If my home timeline is any indication, the number of Move orders Ableton has gotten from blind people across the world in the past 24 hours has gone up by like 300%. Mostly thanks to some random dude making an open source project.
@TheQuinbox Sad thing is, as far as I know, people have asked Ableton to just provide us with an on-board screen reader from when the first video on it came out back in the day. They always avoided it with various excuses. Man, the moment we got the first device into our hands and noticed its basically just a Raspi we all knew it was possible, and not even hard to do at all. Talking about a company just doing as much as they need to generate income.
@ToniBarth @TheQuinbox Has anyone figured out how to hack the device to do TTS output on-device alongside other audio yet? I'm inclined to give them the benefit of the doubt on the reasons they gave.

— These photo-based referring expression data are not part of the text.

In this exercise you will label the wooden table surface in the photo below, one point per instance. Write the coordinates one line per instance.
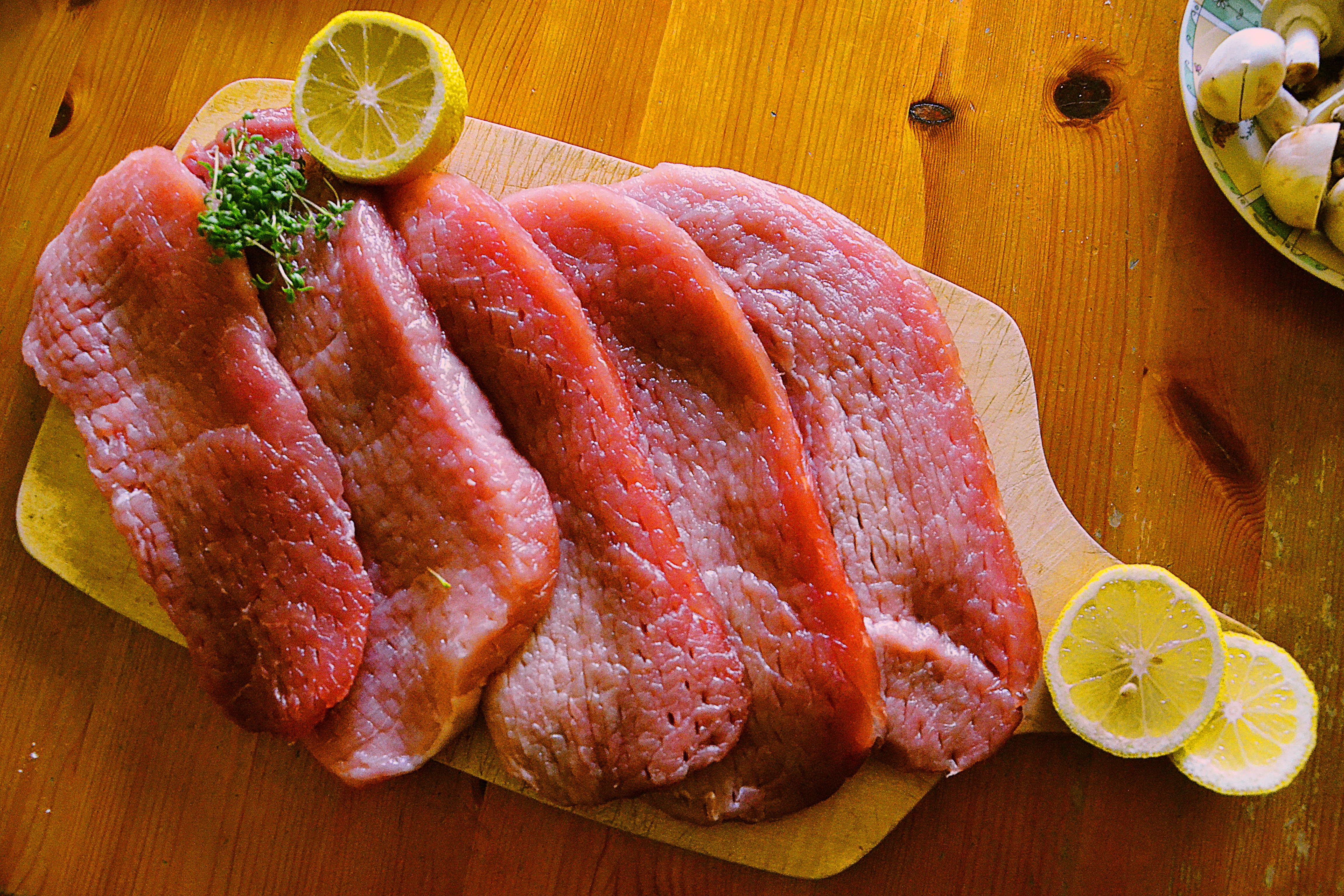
(1191, 387)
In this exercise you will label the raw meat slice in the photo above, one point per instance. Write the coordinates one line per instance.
(456, 528)
(631, 682)
(726, 455)
(900, 457)
(225, 492)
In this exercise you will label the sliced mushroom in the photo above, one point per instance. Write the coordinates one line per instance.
(1298, 171)
(1332, 216)
(1283, 115)
(1312, 29)
(1326, 109)
(1242, 74)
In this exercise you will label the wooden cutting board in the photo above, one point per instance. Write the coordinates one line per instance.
(65, 522)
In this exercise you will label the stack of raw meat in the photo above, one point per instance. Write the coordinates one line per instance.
(678, 480)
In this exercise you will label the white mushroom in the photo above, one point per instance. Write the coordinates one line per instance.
(1298, 171)
(1281, 116)
(1324, 111)
(1332, 216)
(1312, 29)
(1242, 74)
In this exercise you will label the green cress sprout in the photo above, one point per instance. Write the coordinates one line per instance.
(256, 199)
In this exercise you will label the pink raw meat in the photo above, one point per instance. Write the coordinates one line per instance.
(726, 453)
(225, 492)
(631, 682)
(900, 457)
(456, 528)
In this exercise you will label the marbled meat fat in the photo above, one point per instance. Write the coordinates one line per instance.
(898, 453)
(229, 499)
(631, 682)
(715, 422)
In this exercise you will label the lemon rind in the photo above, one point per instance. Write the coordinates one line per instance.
(435, 138)
(1191, 768)
(1095, 734)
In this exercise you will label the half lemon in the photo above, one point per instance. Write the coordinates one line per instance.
(1135, 663)
(1263, 731)
(379, 99)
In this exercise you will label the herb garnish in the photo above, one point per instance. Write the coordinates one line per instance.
(256, 199)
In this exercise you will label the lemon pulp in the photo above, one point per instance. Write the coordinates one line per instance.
(1264, 729)
(379, 99)
(1135, 663)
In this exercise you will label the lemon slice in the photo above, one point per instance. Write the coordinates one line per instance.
(1264, 730)
(379, 99)
(1135, 663)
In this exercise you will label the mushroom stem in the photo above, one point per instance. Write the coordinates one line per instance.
(1283, 116)
(1304, 52)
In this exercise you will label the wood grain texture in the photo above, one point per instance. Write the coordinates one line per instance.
(64, 520)
(1164, 335)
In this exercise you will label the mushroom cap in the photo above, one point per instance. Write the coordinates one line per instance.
(1329, 15)
(1298, 171)
(1332, 216)
(1242, 74)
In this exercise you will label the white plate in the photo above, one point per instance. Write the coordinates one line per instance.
(1237, 164)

@matt @ToniBarth That's what Move Everything does. It uses espeak or flight.
@TheQuinbox @ToniBarth Oh shit, I might have to buy one of these too. Don't know if the actual music application will be my thing, but I'm perpetually curious about how companies do Linux-based devices.
@matt @TheQuinbox I'd like to have one too, but I am kinda stuck in a moral loop hole. I find it unfair that a dev not related with Ableton fixed their accessibility issues, for free, and now Ableton is making thousands of dollars of someone's free labour.
@ToniBarth @TheQuinbox Work on products or product features is always speculative. You look at possibilities, guess about what you think will be profitable to work on, and hope you're right. Given that, if I'm not mistaken, Ableton had already implemented a roundabout way for blind people to use the device, they arguably did the minimum that was legally required. I don't think I can fault them for not going ahead and implementing something equivalent to Move Everything. (continued)
@ToniBarth @TheQuinbox Do we know how many thousands Ableton actually made because of Move Everything? Or how much it would have cost them to have their engineering team do it?
@ToniBarth @TheQuinbox Even outside of a framework of sociopathic profit maximization, there are always competing priorities and limited resources. I was on the Windows accessibility team at Microsoft. At the team's peak, we had more than 20 developers working on Windows accessibility. We still had competing priorities and limited resources.

@matt @ToniBarth There is the business/legal case (although I'm not clear about which legal requirements you're asserting would apply to this product), and there is the idea that accessibility must be continually pushed forward to avoid a state of subsistence for people who need it.

These positions need to be reconciled for progress to be made, not treated as incompatible opposites. Acceptance of everybody doing the bare minimum isn't helpful, nor is dismissal of every bit of legitimate effort because it could've been better.